Power to the partiers10/5/2016
Music and politics make for strange bedfellows. It’s a double-edged sword, with the outspokenness of musicians like Ted Nugent and Beyonce endearing them to half their fanbase and alienating them from the other half.
Party enthusiast Andrew WK wants to shift the focus away from the partisan elements and toward what truly unites us: partying. He’ll be speaking about his proposed Party Party on Oct. 28 at the Temple for Performing Arts.
“The best achievement I can hope to bring about through the Party Party is nothing other than people feeling good, energized and optimistic,” WK said during a phone interview. “It can be accomplished without our political party being officially recognized, because it will be recognized in our hearts and souls, where the feeling dwells anyway.”
Make no mistake, WK is trying to make the Party Party an official thing. He’s currently collecting signatures to get the party recognized by the State Department (which will require 100,000 signatures in WK’s home state of California alone).
His Des Moines appearance is part of a 50-state tour by WK to talk with the people. Talk is the key word here. If you’re hoping to see him perform “Party Hard,” “Party ‘Til You Puke” or “It’s Time to Party,” you’ll have to wait for another show. His speeches will be high energy, but sans music.
“It’s me speaking extemporaneously, then there will be an hour for a Q&A, but a Q&A will go both ways,” WK said. “There will be questions from me for other folks who are there. Then it goes into a hangout session as long as the venue will let us stay and talk to one another.”
And, yes, he realizes that something called the Party Party fronted by a long-haired musician who wears all white (he volunteered that he’s willing to wear a suit if need be). But people who are willing to write him off for that reason might not be buying what WK is selling.
“For better or worse, the folks opposed to these ideas or methods of delivery or the packaging or association with the word ‘partying’ or rock music probably aren’t working for this anyway,” WK said. “There’s probably not much I or anyone can do. They probably have what they’re looking for and are fulfilled in that regard.
“But what blew my mind is that after the initial announcement, the reaction was way more positive than I had anticipated. It showed me I wasn’t alone in these feelings. People from across the board and even outside the U.S. seem to be searching for this particular flavor.”
Following this tour, WK plans to head back into the studio to work on a new rock album (assuming a write-in campaign doesn’t sweep him into office). He’s working on it already, but he’s excited about having some time on the road to give him perspective on the music. He’s anticipating more ideas to come with him as he meets with fans on the road.

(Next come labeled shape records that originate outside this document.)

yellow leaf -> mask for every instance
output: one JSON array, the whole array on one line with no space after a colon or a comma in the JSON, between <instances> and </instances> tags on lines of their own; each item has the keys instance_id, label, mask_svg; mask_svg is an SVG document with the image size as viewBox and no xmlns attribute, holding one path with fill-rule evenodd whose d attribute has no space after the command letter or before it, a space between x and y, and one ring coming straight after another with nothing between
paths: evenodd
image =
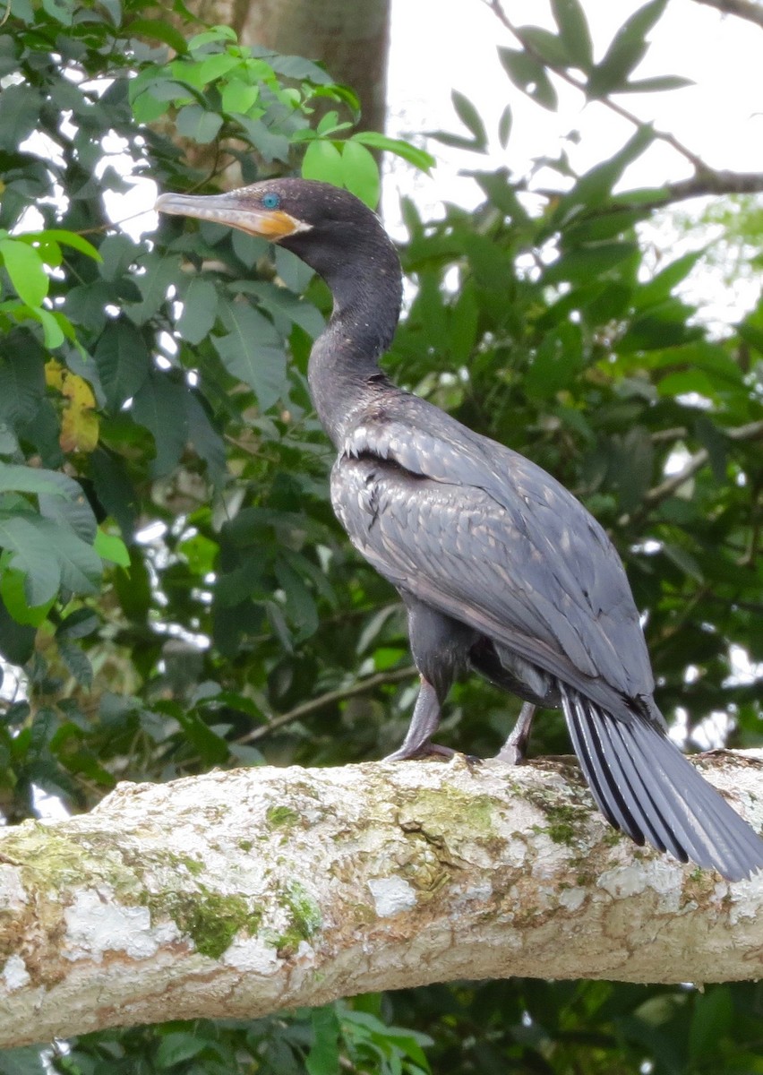
<instances>
[{"instance_id":1,"label":"yellow leaf","mask_svg":"<svg viewBox=\"0 0 763 1075\"><path fill-rule=\"evenodd\" d=\"M59 392L62 391L64 374L63 367L55 358L45 363L45 384L48 388L57 388Z\"/></svg>"},{"instance_id":2,"label":"yellow leaf","mask_svg":"<svg viewBox=\"0 0 763 1075\"><path fill-rule=\"evenodd\" d=\"M96 405L96 397L92 395L92 389L87 381L76 373L67 374L61 391L72 401L72 406L92 407Z\"/></svg>"},{"instance_id":3,"label":"yellow leaf","mask_svg":"<svg viewBox=\"0 0 763 1075\"><path fill-rule=\"evenodd\" d=\"M59 444L63 452L95 452L98 446L98 415L90 407L70 404L61 416Z\"/></svg>"}]
</instances>

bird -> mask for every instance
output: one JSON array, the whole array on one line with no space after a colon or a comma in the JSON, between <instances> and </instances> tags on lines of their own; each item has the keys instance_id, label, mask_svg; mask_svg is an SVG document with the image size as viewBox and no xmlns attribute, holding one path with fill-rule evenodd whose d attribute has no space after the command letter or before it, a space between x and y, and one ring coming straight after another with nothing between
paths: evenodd
<instances>
[{"instance_id":1,"label":"bird","mask_svg":"<svg viewBox=\"0 0 763 1075\"><path fill-rule=\"evenodd\" d=\"M761 869L763 840L668 737L638 610L601 525L542 468L380 369L402 270L378 216L345 189L296 177L162 194L156 209L277 243L331 291L308 387L336 449L332 506L400 593L420 678L389 759L452 755L432 736L456 678L478 673L523 702L500 758L523 758L536 707L561 707L615 829L729 880Z\"/></svg>"}]
</instances>

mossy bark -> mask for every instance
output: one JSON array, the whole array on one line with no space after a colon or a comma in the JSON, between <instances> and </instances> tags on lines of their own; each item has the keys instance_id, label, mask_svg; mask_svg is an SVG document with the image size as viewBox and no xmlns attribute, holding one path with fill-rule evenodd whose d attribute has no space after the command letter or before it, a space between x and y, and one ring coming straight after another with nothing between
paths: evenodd
<instances>
[{"instance_id":1,"label":"mossy bark","mask_svg":"<svg viewBox=\"0 0 763 1075\"><path fill-rule=\"evenodd\" d=\"M763 751L700 764L760 830ZM763 877L614 834L576 766L123 785L0 835L0 1046L459 977L757 978Z\"/></svg>"}]
</instances>

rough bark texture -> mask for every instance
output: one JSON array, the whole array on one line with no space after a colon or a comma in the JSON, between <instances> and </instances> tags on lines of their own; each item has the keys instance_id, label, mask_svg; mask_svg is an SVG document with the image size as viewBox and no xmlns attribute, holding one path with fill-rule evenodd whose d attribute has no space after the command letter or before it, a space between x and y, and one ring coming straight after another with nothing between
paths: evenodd
<instances>
[{"instance_id":1,"label":"rough bark texture","mask_svg":"<svg viewBox=\"0 0 763 1075\"><path fill-rule=\"evenodd\" d=\"M763 828L763 751L697 762ZM123 785L0 836L0 1046L454 978L757 978L763 875L614 833L565 763Z\"/></svg>"}]
</instances>

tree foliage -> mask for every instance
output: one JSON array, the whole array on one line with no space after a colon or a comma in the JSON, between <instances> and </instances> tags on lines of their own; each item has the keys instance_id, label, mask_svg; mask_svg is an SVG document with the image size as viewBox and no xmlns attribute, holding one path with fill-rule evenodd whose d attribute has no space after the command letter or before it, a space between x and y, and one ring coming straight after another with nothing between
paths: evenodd
<instances>
[{"instance_id":1,"label":"tree foliage","mask_svg":"<svg viewBox=\"0 0 763 1075\"><path fill-rule=\"evenodd\" d=\"M377 757L407 723L404 617L332 516L306 390L325 286L210 223L134 238L113 196L301 166L373 203L371 149L428 157L354 134L357 102L321 67L174 6L165 20L143 0L12 0L0 30L0 649L23 683L0 723L11 821L34 813L34 788L86 809L126 777ZM552 109L560 78L603 101L679 84L637 76L666 0L599 59L578 0L552 0L555 30L513 28L493 6L515 34L500 53L509 98ZM479 168L490 134L465 94L454 104L465 133L442 139L474 155L481 204L430 221L404 203L414 288L387 369L584 500L625 561L665 714L686 711L691 732L721 713L731 744L760 743L759 691L733 654L763 660L763 304L719 334L681 286L702 242L649 261L639 228L677 196L621 188L665 138L649 124L586 174L550 161L558 190L529 198L523 177ZM510 128L507 106L501 144ZM175 132L215 147L211 174ZM711 170L695 178L690 192L722 189ZM471 680L444 731L489 754L516 711ZM560 717L536 746L567 749ZM354 1070L414 1072L421 1032L454 1072L752 1071L762 1003L743 986L438 987L286 1023L91 1035L54 1063L328 1075L341 1051ZM37 1072L37 1057L0 1057L0 1072Z\"/></svg>"}]
</instances>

But until then, he wants to chat with fans about politics and is stressing that he’s all about positivity, not partisanship.
“You don’t need to abandon other allegiances or your interests in politics or culture,” WK said. “You can be what you want and still be part of this party. You don’t have to censor any other part of yourself. I don’t necessarily think the most important aspect is to have this be on the ballot. I just want to reach members of the human race.”
Joe Lawler is a music writer who has probably interviewed your favorite band. And your least favorite band.